Before you get too far into this, you should get The Data Model Resource
Book - which explains in great detail why the Party entities are set up
the way they are. Once you have a clear understanding of why it is
designed that way, you will have a clearer picture of how to reach your
goals.
For instance, you would know that contractor is not a subtype of person.
It is a role. A contractor could be a person (freelance contractor) or a
party group (contracting company).
Also keep in mind that a person could be an employee AND a contractor.
Where I work we have people like that. As an employee, they punch a time
clock and get paid a wage. During their "off time" they do side work for
the company and bill the company as a contractor.
-Adrian
ARays wrote:
Agreed roles should be configurable describing the roles party would play
within the system. However, my requirement is more closer to Identity of the
person and an implied role (cannot be changed). To pick on the same
contractor example, a subtype of person, the compensation of the person is
very different from employees another subtype. Assumption, contractor cannot
become employee. They both can play the same roles which makes it hard to
distinguish workflows based on roles alone. Some more researching and I find
party classification could be a way besides party types and I am wondering
which is one is better suited.
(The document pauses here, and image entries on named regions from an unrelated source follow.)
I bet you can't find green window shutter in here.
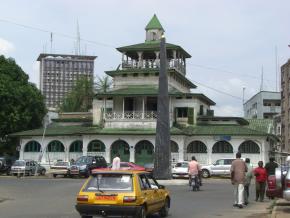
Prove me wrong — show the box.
[187,107,194,125]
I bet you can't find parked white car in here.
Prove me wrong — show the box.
[201,158,235,178]
[172,161,188,178]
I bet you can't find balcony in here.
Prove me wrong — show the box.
[122,59,185,74]
[103,111,172,129]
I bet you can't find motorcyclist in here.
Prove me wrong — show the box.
[188,156,201,185]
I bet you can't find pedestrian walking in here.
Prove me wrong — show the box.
[254,161,267,202]
[265,157,279,176]
[112,154,121,170]
[231,152,247,209]
[244,158,253,205]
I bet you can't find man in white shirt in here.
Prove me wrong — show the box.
[112,154,121,170]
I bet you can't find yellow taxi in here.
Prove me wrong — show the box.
[76,170,170,218]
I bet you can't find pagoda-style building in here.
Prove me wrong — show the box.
[11,15,276,168]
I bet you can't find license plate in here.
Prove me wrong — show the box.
[96,195,117,201]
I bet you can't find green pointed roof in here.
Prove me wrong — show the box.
[145,14,164,31]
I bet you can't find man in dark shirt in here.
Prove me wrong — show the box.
[265,157,278,176]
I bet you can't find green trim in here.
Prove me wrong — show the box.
[116,41,191,58]
[145,14,164,31]
[105,68,197,89]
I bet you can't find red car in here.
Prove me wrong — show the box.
[92,162,145,172]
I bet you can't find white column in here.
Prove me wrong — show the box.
[142,97,145,120]
[122,97,125,119]
[137,51,143,68]
[83,137,90,156]
[130,146,135,162]
[105,145,112,163]
[178,138,185,161]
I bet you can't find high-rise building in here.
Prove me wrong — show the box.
[281,59,290,152]
[37,54,97,108]
[244,91,281,119]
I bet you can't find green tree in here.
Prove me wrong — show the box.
[0,55,46,155]
[59,76,94,112]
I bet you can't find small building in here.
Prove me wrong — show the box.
[244,91,281,119]
[11,15,277,165]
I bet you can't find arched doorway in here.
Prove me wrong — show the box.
[170,140,179,164]
[186,140,208,164]
[23,140,41,160]
[88,140,106,157]
[239,140,262,165]
[111,140,130,162]
[46,140,66,162]
[69,140,83,160]
[135,140,154,165]
[211,141,234,163]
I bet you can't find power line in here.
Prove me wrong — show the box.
[192,80,243,100]
[0,19,117,48]
[187,63,273,82]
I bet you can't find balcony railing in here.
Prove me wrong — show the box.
[104,111,157,120]
[122,59,185,74]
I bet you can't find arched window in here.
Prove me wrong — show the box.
[69,140,83,152]
[24,141,41,152]
[170,141,179,153]
[212,141,233,153]
[88,140,106,152]
[187,141,207,153]
[135,140,154,155]
[47,140,64,152]
[239,140,260,154]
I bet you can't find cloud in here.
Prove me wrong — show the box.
[0,38,15,55]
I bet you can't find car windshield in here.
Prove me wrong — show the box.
[54,162,68,166]
[76,157,92,165]
[175,163,188,167]
[13,160,25,166]
[84,173,133,192]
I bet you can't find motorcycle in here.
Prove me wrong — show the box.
[189,175,201,191]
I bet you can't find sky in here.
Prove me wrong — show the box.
[0,0,290,116]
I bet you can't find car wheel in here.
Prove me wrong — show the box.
[137,206,146,218]
[159,198,169,217]
[202,170,210,178]
[40,169,46,176]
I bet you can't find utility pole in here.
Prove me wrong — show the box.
[153,36,171,179]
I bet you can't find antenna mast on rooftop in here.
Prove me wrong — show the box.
[260,65,264,92]
[76,20,81,55]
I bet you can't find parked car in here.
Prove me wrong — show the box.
[50,161,70,177]
[201,158,235,178]
[10,160,46,176]
[172,161,188,178]
[69,156,107,177]
[0,157,13,175]
[76,171,170,218]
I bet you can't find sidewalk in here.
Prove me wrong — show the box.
[271,199,290,218]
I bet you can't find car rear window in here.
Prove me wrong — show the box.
[84,173,133,192]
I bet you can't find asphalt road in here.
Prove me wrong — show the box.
[0,177,270,218]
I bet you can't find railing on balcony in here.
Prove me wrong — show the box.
[122,59,185,74]
[104,111,157,120]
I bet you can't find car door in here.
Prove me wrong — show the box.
[212,159,225,175]
[139,174,157,214]
[146,174,165,211]
[223,159,234,175]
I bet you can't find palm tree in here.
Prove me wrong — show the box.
[95,76,112,113]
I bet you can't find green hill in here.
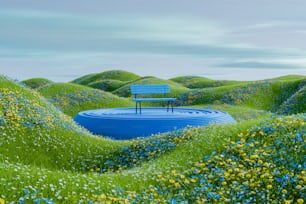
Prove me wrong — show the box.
[38,83,134,117]
[113,77,189,97]
[72,70,140,85]
[179,79,305,112]
[22,78,53,89]
[278,80,306,115]
[170,76,246,89]
[0,77,123,172]
[88,79,127,92]
[0,73,306,204]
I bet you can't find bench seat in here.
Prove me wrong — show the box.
[133,98,176,102]
[130,84,176,114]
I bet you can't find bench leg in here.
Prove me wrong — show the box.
[167,101,170,112]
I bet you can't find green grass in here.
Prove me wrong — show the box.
[72,70,140,85]
[88,79,127,92]
[0,77,124,174]
[113,77,189,97]
[22,78,53,89]
[38,83,134,117]
[170,76,247,89]
[0,73,306,204]
[179,80,305,112]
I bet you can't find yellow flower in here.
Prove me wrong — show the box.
[98,194,106,199]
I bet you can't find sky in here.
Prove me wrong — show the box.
[0,0,306,82]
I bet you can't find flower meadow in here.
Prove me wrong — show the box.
[39,83,134,117]
[0,74,306,204]
[178,79,306,113]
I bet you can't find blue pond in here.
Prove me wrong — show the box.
[74,108,236,140]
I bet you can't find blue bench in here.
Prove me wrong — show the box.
[130,84,176,114]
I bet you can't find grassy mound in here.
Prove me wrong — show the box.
[39,83,134,117]
[72,70,140,85]
[278,80,306,115]
[0,77,123,172]
[22,78,53,89]
[113,77,189,97]
[179,80,305,112]
[170,76,246,89]
[0,73,306,204]
[0,115,306,203]
[88,79,126,92]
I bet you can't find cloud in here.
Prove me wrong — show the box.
[0,10,306,81]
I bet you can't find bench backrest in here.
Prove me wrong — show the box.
[130,84,170,96]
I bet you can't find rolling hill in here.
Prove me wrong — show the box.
[38,83,134,117]
[71,70,140,85]
[0,73,306,204]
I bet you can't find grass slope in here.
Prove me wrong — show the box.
[88,79,127,92]
[72,70,140,85]
[113,77,189,97]
[0,77,124,173]
[170,76,247,89]
[22,78,53,89]
[0,74,306,203]
[38,83,134,117]
[179,79,305,112]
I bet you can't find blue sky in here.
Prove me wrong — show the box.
[0,0,306,81]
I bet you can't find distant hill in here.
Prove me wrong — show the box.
[22,78,53,89]
[278,80,306,115]
[113,76,189,97]
[71,70,140,85]
[178,79,306,112]
[38,83,134,117]
[170,76,244,89]
[0,73,306,204]
[88,79,128,92]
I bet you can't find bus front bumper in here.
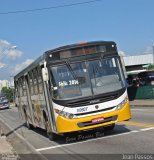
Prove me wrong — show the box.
[56,102,131,134]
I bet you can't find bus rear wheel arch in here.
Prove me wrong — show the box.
[24,109,33,129]
[43,111,56,141]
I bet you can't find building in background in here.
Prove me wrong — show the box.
[123,54,153,74]
[0,80,9,93]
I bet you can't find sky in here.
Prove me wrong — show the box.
[0,0,154,80]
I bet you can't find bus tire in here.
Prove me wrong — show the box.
[24,111,33,130]
[44,116,56,141]
[104,124,115,131]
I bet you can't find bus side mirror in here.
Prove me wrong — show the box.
[42,68,49,82]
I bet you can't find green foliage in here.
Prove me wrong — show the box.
[1,87,14,102]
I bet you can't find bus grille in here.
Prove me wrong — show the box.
[75,106,115,116]
[67,94,118,107]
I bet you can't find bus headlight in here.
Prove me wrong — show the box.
[55,109,75,119]
[116,97,129,110]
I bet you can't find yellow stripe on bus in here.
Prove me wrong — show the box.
[119,122,154,128]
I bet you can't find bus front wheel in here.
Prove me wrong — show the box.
[44,118,55,141]
[104,124,115,131]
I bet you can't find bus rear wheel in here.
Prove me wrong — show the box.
[44,119,56,141]
[104,124,115,131]
[25,113,32,129]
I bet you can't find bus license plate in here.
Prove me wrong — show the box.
[92,117,104,123]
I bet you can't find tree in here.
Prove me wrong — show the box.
[1,87,14,102]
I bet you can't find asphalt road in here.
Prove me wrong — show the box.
[0,107,154,160]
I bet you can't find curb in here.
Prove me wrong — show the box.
[0,118,47,160]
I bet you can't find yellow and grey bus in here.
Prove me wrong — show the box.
[14,41,131,140]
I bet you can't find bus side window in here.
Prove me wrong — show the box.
[37,67,43,94]
[22,77,27,96]
[28,71,34,95]
[19,78,23,97]
[33,68,38,94]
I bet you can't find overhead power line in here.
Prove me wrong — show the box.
[0,0,102,14]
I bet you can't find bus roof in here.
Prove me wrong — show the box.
[14,41,116,79]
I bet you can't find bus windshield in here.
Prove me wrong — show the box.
[50,58,125,100]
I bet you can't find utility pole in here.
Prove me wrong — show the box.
[152,42,154,65]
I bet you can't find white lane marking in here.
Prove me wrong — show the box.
[131,108,149,111]
[36,127,154,152]
[36,130,139,152]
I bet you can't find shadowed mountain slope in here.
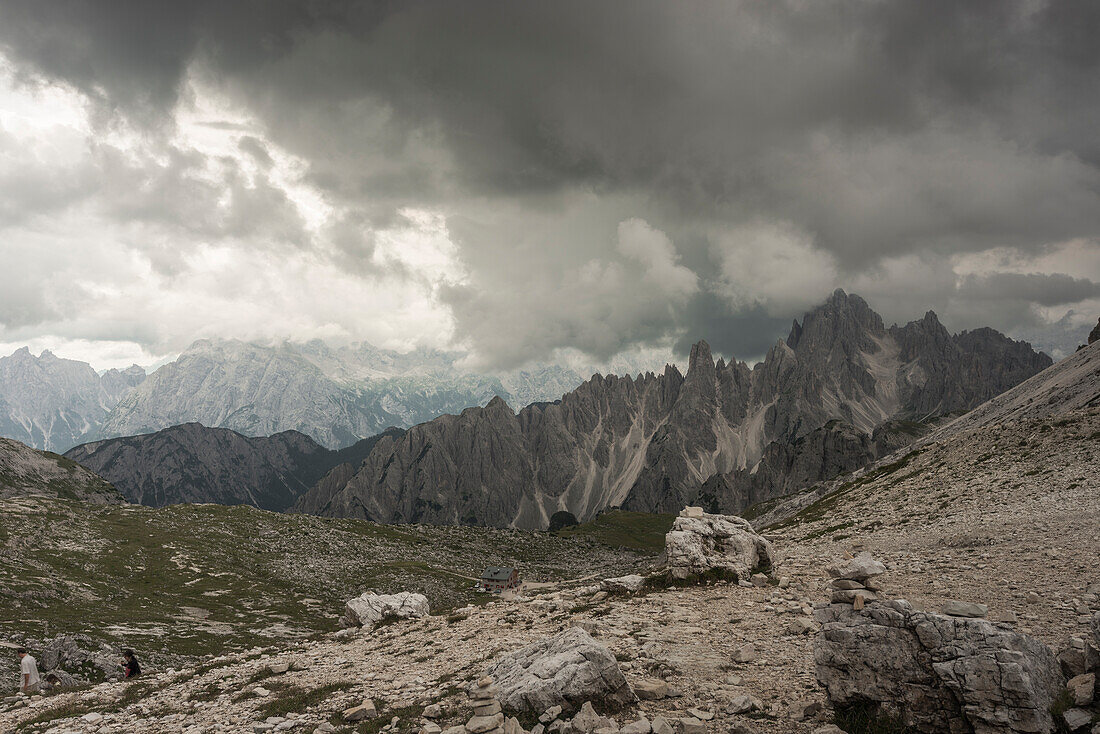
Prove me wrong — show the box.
[296,291,1051,528]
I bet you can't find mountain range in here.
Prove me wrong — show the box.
[295,291,1052,528]
[65,423,404,511]
[0,339,660,451]
[0,347,145,451]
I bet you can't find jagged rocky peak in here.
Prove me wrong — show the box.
[0,347,145,450]
[787,288,886,351]
[65,423,400,511]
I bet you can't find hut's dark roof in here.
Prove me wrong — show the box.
[482,566,514,581]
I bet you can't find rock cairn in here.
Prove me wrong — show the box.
[825,551,887,611]
[465,676,504,734]
[664,507,776,583]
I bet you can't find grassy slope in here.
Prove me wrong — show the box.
[0,497,649,656]
[553,511,675,554]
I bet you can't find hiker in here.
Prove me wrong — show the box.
[122,650,141,680]
[15,647,42,693]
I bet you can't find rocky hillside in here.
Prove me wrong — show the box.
[0,339,648,451]
[65,423,403,511]
[0,497,659,699]
[0,438,124,506]
[297,291,1051,528]
[0,384,1100,734]
[0,347,145,451]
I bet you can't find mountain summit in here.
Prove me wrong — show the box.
[296,291,1051,528]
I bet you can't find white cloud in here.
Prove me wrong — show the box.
[713,222,837,316]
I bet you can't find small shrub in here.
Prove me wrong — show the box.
[256,681,355,719]
[834,701,915,734]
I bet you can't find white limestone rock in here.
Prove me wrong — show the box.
[488,627,638,713]
[814,600,1063,734]
[344,591,429,627]
[664,514,776,581]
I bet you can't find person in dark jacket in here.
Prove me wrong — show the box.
[122,650,141,680]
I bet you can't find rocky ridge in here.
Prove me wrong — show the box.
[296,291,1051,528]
[0,347,145,451]
[91,339,660,449]
[65,423,402,511]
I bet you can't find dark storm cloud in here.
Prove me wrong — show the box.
[0,0,1100,360]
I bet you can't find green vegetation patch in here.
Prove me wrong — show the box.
[256,681,355,719]
[552,510,677,554]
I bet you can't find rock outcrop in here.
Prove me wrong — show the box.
[65,423,402,512]
[0,347,145,451]
[342,591,430,627]
[298,292,1051,528]
[487,627,638,714]
[90,339,655,448]
[664,507,776,581]
[814,600,1063,734]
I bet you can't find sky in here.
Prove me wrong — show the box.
[0,0,1100,369]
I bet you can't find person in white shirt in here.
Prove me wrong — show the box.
[15,647,42,693]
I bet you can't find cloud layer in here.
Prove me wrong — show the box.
[0,0,1100,366]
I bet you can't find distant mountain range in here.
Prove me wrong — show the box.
[0,340,648,451]
[0,347,145,451]
[65,423,404,511]
[295,291,1052,528]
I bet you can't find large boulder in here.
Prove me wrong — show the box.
[814,600,1063,734]
[343,591,429,627]
[488,627,638,714]
[664,508,774,581]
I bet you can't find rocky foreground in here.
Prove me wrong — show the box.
[0,349,1100,734]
Differentiation is not just in workflow but
presentation as well. Since fundamentally as I mentioned it is part of
identity of the person, a subtype seemed appropriate. Looking for
suggestions. I am looking at the same reasons which led to having 'party
group' and 'person' as types within partymgr.
- Arays
David E Jones-4 wrote:
Some more food for thought: not only should you not have a primary
role for a user, you should never even look at the role of a user on
its own... roles should be used to describe a relationship between a
party and something else in the system (another party, a product, a
task, an order, etc, etc).
That should solve your workflow problem...
-David
On Oct 3, 2009, at 10:59 PM, ARays wrote:
ah! there definitely is a catch. However, if one were to have a
base/principal role/purpose (sort of their primary which is not
expected to
change) then one can base some workflows on that.. To share my
scenario, I
am looking to use ofbiz for back office use where the workflow
changes quite
dramatically for employees vs contractors. They can obviously play
different
roles such as sales clerk, manager, accountant etc, but the way they
are
compensated for example is different. Not sure if that makes sense
in the
context of ofbiz, but I am looking at ways to support such a
scenario. For
example in PartyMgr Orders makes sense for customers, but may not as
much
for employees and my intent is to have context specific (primary
purpose of
their engagement) viewprofiles and be able to extend the datamodel
appropriately for each segment of user.
As I mentioned I did consider using roles to differentiate, but then
the
challenge may be that down the line someone might change or drop
roles which
can complicate matters. The idea is to treat the primary purpose
much like
the 'sex of a person' which is not expected to change in most cases
if not
all ;-)
- Arays
David E Jones-4 wrote:
How would this handle a Party that is in multiple roles, as the
current
model does?
-David
On Saturday, October 03, 2009, at 12:03PM, "ARays" <[email protected]>
wrote:
Hi,
I am trying to get party entries to be a little more fine grained.
For now
it seems like there are only two types in use 'person' &
'partygroup'. The
view profile reflects this difference. However, I would like to
control it
some more based on whether the party person is primarily an
employee or
contractor etc. Which is a better option to go about the same?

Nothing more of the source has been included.